Regarding the drawback of this model, if one question sentence “what vitamin can be used for pig’s night blindness” can be classified into two categories (nutrition or animal disease), based on our current model, it can belong to only one category; there is a chance that the adequate answer cannot be identified but some constructive work can be done in a sense.

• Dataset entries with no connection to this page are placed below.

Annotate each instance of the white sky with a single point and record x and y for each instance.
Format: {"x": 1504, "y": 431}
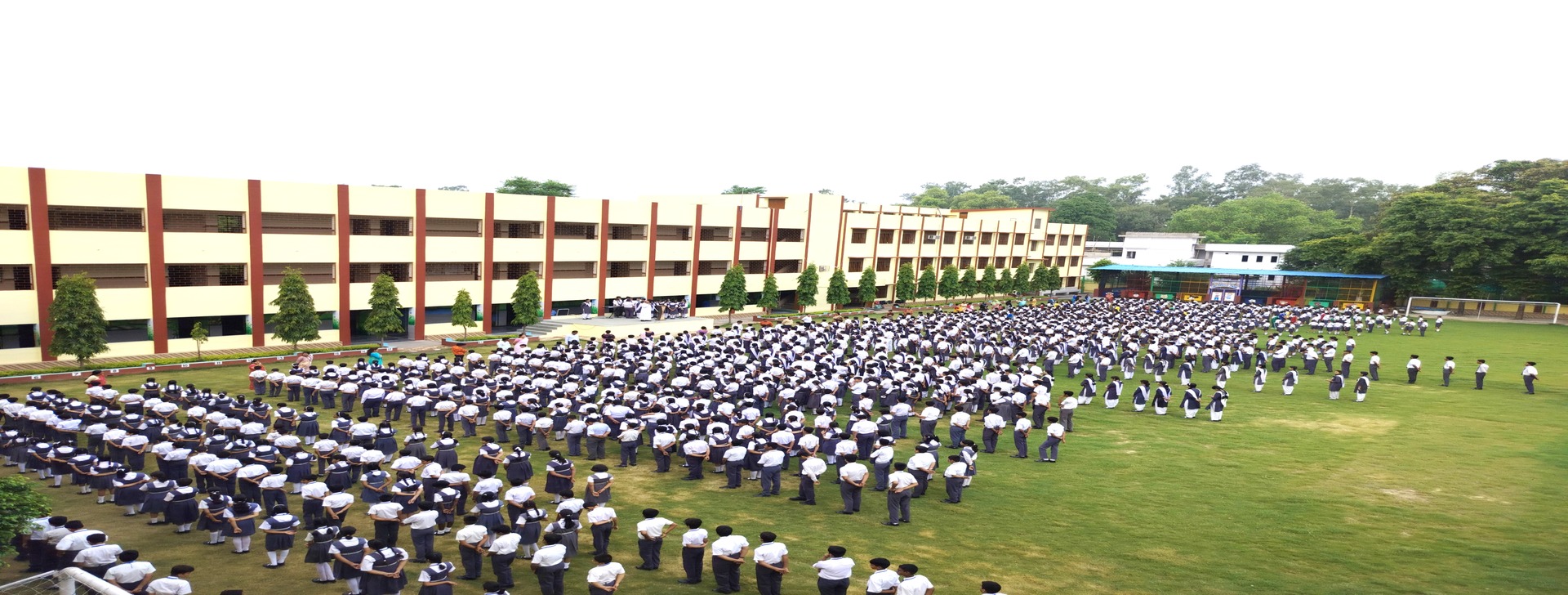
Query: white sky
{"x": 864, "y": 98}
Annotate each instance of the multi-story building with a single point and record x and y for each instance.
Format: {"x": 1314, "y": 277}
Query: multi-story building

For future work, there is still a gap between the English and non-English (such as Chinese) intelligent QA systems. With the rapid development and high precision of current English QA models and machine translation (MT) models, can we take a detour? To bridge this gap, first there should be a built English-based dataset using MT models from non-English data; there are tons of well-built English-based datasets. Second, we should translate non-English questions into English using high precision MT models. Third, we should identify the adequate answers with a high precision method, and translate the answers back to the original language. It sounds like extra work, but with many ready-to-use models for both tasks, it might be worth the effort. Furthermore, this general method could be applied to all languages, not only Chinese. Based on this grand unification theory, English plays the role of a bridge—all we need are MT models and English-based models.